Christopher Lee releases symphonic metal album

  • Breaking
  • 17/03/2010

Iconic film actor Christopher Lee has a new starring role - singer on the metal album Charlemagne: By the Sword and the Cross.

Originally finding fame with the Hammer Horror movies, Lee has featured in more than 280 films including Dracula, The Mummy, The Wicker Man, and more recently The Lord of the Rings, Charlie and the Chocolate Factory and Alice in Wonderland.

The 87-year old has previously guested with Italian metal band Rhapsody, and even released his own album, Christopher Lee: Revelation in 2006.

But this is the first time he has taken the lead on a metal album.

"It's very poetic, it can be, it's enormously powerful," says Lee of the genre, "and of course it's fantasy, a great deal of it, if you can understand the words and certainly in this album you will understand every word because we're very careful about things like that. It's a unique form of music and I suddenly found that in terms of 'symphonic metal' I could do it."

Set in the Dark Ages, the symphonic concept album tells the story of the King Charlemagne, King of the Franks from 768, and First Holy Roman Emperor.

Lee explains he was asked to sing Charlemagne as an old man, joining forces with a 100-piece orchestra, a choir, two metal bands and several guest vocalists to bring Marco Sabiu's score to life.

"We had this proposition, we're going to do this album with you as Charlemagne and all the other singers: the young Charlemagne as opposed to the old Charlemagne, and women and other people like the Pope and so on, my brother," Lee explains.

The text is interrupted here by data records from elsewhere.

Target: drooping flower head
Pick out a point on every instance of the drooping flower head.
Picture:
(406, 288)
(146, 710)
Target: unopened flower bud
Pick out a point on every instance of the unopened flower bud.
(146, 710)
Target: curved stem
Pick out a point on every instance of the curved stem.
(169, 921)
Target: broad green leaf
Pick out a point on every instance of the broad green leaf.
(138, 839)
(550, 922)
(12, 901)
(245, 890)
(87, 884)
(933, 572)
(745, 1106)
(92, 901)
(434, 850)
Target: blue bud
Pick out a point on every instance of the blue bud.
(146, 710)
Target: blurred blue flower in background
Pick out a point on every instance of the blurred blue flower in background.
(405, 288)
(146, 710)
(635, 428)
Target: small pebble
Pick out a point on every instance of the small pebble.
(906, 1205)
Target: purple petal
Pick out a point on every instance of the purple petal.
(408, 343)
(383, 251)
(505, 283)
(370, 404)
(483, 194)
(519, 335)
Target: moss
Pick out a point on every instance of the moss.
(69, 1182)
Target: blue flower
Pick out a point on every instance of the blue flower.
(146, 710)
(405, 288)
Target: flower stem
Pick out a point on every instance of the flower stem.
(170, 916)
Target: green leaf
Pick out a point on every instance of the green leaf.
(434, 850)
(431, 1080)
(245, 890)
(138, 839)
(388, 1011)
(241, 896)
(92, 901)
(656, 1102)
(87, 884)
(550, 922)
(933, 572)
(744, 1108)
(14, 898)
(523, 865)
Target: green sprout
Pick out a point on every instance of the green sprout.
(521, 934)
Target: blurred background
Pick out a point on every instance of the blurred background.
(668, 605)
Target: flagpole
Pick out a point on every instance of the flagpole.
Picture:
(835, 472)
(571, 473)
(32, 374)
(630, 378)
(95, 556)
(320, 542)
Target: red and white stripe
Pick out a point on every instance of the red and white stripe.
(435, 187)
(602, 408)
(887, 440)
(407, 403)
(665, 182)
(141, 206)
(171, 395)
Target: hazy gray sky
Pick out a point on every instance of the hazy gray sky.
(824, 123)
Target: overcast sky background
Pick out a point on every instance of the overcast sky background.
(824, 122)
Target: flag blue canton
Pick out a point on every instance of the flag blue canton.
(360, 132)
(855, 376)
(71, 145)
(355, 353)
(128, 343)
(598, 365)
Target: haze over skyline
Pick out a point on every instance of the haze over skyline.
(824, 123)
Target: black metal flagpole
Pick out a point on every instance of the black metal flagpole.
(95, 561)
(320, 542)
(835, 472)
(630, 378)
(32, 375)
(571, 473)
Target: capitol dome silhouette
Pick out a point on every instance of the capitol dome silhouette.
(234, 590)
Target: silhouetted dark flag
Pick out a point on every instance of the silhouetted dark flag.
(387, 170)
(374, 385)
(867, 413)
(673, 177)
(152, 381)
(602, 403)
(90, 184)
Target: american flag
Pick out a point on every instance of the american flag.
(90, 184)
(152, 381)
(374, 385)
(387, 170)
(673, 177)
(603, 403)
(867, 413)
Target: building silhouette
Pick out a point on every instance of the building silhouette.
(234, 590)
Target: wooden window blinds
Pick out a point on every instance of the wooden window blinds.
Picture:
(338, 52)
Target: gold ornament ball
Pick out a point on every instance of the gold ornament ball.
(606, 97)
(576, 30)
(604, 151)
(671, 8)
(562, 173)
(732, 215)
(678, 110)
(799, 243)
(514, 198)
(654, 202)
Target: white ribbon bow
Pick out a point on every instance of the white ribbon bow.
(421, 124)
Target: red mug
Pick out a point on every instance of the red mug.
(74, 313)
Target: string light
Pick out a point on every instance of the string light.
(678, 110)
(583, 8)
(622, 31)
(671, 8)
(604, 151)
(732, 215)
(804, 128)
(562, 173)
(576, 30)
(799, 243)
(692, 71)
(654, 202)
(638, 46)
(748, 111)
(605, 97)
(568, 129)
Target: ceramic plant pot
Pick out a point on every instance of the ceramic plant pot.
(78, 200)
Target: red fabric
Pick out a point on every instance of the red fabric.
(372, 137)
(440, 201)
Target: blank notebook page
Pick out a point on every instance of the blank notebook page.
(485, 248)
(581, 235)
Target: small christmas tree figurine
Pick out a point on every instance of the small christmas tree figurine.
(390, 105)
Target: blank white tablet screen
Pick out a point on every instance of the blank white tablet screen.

"It's interesting because it starts really with me on my death bed and then in a way I'm in limbo looking back over my life. And he was a very remarkable man, I think he was 72 when he died and he was very tall like me and very strong, very firm ruler, and a tremendous believer in Christianity and he also, like any ruler in battle did some horrifying things - at the famous Battle of Verden he decapitated 4,500 of the Saxon chiefs, not personally, but it boggles the mind when you think about it."

It seems Lee may have a personal link to the Emperor - he has been told he is a direct descendant of Charlemagne.

"The Heraldic Colleges and the archaeologists say they have indubitable proof that my family goes back to the 1st Century on my mother's side which is Italian - which means Romans - and also that we are descended from Charlemagne. Well, a lot of people claim to be descended from Charlemagne, he must have been very busy. But that may or may not be true I don't know but I believe it probably is, because the Emperor Barbarossa who came afterwards, quite a bit afterwards, gave my family, the Carandini family, they probably had a slightly different name then in Latin, the right to bear the coat of arms of the Holy Roman Empire, and that's on this ring which belonged to my great-grandfather."

Interest in Lee's new direction has been high - the actor is thrilled.

"The impact according to what I've been told is phenomenal, apparently number 1 in the metal charts in this country and number 5 in the world in the metal charts and they haven't even heard it. I was told that when the information first came out the first clips came out 17,000 newspapers and magazines and periodicals and things all over the world wanted more information - literally all over the world, China, Japan, everywhere. Also the other day there were 10 million hits from people. Well that's a figure I simply can't associate with, I don't imagine you can either. 10 million, heavens. On the other hand it's a bit difficult to believe that 4,500 men lost their heads as prisoners, I mean how long do you suppose that took? But it's there: 'I shed the blood of the Saxon men.'"

Charlemagne: By the Sword and the Cross was released in the UK on Monday, 15 March.